Un documental rescata las historias de los sacerdotes presos del franquismo

Zamora, la cárcel de los curas díscolos

Zamora, la cárcel de los curas díscolos
Sacerdotes vascos en la cárcel concordataria de Zamora. Zamorako Apaiz-Kartzela

El pasado 7 de diciembre de 2019, se ha presentado en el cine Zugaza de Durango (Vizcaya) parte del material que forma parte del documental “Apaiz karzela” (Los curas de la cárcel) que rescata la memoria de algunos de los sacerdotes encarcelados en la cárcel concordataria que el franquismo abrió en Zamora en 1968 como fruto de los acuerdos con el Vaticano.

El audiovisual de productora Maluta Films recoge el testimonio de alguno de los curas que pasaron por este pabellón especial de la cárcel castellana en la que la mayoría de los reclusos fueron vascos –junto a algún nacionalista catalán y gallego o algún que otro cura obrero madrileño o asturiano–. Hoy, la que fuera la cárcel provincial se levanta, conservando su estructura y el aislado edificio de los sacerdotes, a las afueras de la ciudad.

Dirigido por Oier Aranzabal –junto a David Pallarés y Ritxi Lizartza–, ha supuesto 5 años de «duro trabajo». Este documental es un «ejercicio de memoria, teniendo en cuenta también que algunos de nuestros compañeros ya no están», según ha explicado el literato Xabier Amuriza, que fue encarcelado por manifestarse contra el franquismo. Amuriza fue uno de los sacerdotes más destacados por su defensa de la lengua vasca y es uno de los curas más conocidos que pasaron por el penal.

El trabajo, que se estrenará en enero de 2020, ha implicado recabar información, imágenes –como las que muestran un motín de los presbíteros– y diversos testimonios. «Planteamos el documental como un ejercicio de memoria, hay muchas historias en la sombra que hay que sacar a la luz», ha apuntado Aranzabal.

El concordato firmado entre España y el Vaticano establecía que los curas no podían ir a una cárcel convencional. Varios de los sacerdotes que terminaron en la prisión de Zamora habían sido recluidos antes en conventos, pero la solución no convenció ni al régimen ni a la Iglesia porque no era fácil encontrar conventos dispuestos, y los que sí aceptaban a los díscolos no imponían la suficiente disciplina.

La cárcel concordataria era un pabellón aparte en la prisión provincial y los sacerdotes estaban separados de los presos políticos y comunes. En el pabellón solo había curas, pero no todos estaban allí por delitos políticos.

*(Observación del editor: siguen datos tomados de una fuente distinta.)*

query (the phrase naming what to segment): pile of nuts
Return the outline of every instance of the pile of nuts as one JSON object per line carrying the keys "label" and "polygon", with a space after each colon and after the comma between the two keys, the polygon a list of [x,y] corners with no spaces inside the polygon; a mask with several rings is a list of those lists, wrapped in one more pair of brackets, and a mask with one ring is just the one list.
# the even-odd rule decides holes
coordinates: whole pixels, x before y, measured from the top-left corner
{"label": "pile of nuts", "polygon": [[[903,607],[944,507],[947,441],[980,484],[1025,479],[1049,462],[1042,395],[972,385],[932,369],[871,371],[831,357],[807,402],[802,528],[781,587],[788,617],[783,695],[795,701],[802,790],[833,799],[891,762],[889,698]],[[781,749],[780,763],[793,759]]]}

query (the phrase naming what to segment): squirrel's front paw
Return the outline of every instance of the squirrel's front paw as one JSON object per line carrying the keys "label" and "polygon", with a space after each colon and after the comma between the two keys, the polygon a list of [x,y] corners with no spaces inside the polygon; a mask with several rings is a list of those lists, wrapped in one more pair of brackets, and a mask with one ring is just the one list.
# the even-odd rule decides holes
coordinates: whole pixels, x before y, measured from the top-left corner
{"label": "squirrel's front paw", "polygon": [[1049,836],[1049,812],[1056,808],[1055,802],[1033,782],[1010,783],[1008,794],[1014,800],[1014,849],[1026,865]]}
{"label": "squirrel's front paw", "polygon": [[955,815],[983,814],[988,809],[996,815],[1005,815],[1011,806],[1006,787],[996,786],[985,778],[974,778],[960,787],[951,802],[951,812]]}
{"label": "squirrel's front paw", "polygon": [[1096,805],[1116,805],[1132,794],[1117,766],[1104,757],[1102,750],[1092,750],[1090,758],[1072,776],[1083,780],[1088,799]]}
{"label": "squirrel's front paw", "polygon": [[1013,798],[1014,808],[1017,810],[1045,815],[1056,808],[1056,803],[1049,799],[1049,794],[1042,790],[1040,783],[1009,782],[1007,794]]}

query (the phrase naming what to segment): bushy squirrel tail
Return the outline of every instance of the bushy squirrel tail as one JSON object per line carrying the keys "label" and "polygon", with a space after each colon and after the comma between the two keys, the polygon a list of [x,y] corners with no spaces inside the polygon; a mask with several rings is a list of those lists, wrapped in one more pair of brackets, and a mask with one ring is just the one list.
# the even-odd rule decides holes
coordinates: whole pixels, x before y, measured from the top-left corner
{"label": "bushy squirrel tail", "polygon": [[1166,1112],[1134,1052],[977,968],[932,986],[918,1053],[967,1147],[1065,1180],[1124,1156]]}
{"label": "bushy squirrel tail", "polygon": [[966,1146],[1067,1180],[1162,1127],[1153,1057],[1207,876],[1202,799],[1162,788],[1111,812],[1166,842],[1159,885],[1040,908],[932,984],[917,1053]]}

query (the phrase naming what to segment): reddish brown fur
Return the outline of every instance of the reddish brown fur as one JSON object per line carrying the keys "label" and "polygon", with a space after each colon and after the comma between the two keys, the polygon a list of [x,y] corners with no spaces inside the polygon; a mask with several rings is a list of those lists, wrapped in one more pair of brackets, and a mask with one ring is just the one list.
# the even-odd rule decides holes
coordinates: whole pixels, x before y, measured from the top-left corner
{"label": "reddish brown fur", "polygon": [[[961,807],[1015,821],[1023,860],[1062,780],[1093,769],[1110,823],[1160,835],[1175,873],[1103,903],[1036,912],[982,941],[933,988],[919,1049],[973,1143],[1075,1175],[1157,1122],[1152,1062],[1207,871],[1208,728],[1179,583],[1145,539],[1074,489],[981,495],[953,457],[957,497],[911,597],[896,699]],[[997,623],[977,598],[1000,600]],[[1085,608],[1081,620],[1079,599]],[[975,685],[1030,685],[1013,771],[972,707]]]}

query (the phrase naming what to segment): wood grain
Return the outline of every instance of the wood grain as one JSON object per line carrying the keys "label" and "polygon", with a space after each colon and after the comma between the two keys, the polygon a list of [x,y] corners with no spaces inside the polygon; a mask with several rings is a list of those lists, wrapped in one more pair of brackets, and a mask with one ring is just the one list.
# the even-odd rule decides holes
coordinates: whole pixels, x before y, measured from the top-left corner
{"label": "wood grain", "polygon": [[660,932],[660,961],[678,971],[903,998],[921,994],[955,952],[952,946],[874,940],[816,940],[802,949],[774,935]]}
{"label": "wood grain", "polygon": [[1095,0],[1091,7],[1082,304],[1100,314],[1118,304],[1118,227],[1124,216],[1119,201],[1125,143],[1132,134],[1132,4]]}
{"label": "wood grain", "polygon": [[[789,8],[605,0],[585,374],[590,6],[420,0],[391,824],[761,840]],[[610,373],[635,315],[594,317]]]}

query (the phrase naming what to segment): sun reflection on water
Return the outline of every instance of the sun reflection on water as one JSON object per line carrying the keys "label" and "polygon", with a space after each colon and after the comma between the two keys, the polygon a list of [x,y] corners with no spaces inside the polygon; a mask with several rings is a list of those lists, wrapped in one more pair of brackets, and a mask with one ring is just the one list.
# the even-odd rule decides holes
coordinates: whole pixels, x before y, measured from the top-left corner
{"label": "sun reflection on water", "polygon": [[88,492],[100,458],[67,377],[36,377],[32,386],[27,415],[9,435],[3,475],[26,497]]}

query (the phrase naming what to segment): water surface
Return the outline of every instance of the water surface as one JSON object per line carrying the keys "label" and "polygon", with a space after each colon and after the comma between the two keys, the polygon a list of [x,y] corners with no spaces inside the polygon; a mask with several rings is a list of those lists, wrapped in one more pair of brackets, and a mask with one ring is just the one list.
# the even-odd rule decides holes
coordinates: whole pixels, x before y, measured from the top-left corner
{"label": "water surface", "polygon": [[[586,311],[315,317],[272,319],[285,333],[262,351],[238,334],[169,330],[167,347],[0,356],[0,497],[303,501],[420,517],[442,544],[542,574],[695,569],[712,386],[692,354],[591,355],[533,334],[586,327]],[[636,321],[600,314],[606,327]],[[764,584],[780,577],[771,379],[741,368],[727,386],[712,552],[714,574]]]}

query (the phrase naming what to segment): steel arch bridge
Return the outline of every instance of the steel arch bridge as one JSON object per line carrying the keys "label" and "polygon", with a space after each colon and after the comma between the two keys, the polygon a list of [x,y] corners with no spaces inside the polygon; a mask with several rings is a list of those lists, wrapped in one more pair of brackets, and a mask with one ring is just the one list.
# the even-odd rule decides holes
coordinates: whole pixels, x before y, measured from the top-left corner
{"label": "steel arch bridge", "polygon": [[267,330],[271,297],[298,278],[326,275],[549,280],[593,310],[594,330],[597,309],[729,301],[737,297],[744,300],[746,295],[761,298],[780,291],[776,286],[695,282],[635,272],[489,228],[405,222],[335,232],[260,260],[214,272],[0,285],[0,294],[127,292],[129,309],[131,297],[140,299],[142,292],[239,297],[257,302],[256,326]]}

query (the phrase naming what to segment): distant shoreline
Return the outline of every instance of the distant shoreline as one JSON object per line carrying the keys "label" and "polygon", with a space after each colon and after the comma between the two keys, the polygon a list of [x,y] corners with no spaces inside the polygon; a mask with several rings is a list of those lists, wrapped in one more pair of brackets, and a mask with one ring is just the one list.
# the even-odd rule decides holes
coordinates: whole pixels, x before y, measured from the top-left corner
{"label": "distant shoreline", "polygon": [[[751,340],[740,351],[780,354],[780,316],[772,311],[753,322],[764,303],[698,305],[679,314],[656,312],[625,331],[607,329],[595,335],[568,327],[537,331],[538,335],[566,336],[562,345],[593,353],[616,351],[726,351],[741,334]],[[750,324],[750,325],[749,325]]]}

La mayoría de estos curas llegó a la cárcel por el impago de las cuantiosas multas –10.000, 25.000 pesetas…– impuestas por participar en protestas obreras, celebrar el “Aberri Eguna” o insistir en pronunciar sus homilías en lengua vasca, pero también fueron sometidos a 6 juicios sumarísimos y 15 del Tribunal de Orden Público (TOP). Dos del centenar de religiosos encarcelados fueron condenados por colaborar con ETA en el proceso de Burgos (1970).